In its heyday, A-listers Billy Crystal, Whoopi Goldberg, Jay Leno, David Letterman and Robin Williams tested out new material here. They had to contend with hecklers, drunks and the occasional virtue signaling audience, but never gun shots.
While dressing in my hotel room before the show, a TV news broadcast reported, “Since 1968, more Americans have been killed with guns than in all our wars combined.” During an interview, a South Dakota U.S. Senator told the funniest joke of the night.
He claimed that ranchers need semi-automatic battlefield rifles to kill prairie dogs. The punchline depends on knowing that prairie dogs are twelve inches long, weigh under three pounds and don’t wear Kevlar vests. I wasn’t laughing.
If some gun owner wants to kill himself, or even murder his family, the joke’s on them. Playing Russian roulette with your own life is perfectly fine with me—one less gunner to shoot up my high school. Me? I need to live. There’s no one else to raise my children.
The killing fields are everywhere. Shopping malls, supermarkets, concerts, convenience stores, movie theaters, parades, churches, post offices—and schools.
Because seemingly every crazed killer in America is well-armed, just last week my students were yanked out of their history and science classes for active shooter drills.
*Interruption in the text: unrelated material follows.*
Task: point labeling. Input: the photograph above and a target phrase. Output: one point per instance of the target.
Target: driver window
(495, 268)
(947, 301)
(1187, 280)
Maybe we should teach them first aid for combat wounds too.
Still no Lyft car. I want to run, hide, shelter in place. My jaw is clenching, teeth grinding.
Like a man dying from a long illness, I have time to reflect. Nothing awful is going on in my personal life, although the possibility of getting shot is personal enough. Maybe it’s time to quit teaching, but where can I work that’s safe from gun violence? Even military bases have unwanted shootings. Maybe the U.S. Army needs to hire the Comedy Store guards.
Lately, after a nightly news report about more slaughtered young people, grieving parents and paralyzed, gun-worshipping politicians, I can’t sleep. I toss and turn with night sweats.
I can’t handle living in a shooting gallery. It’s not funny.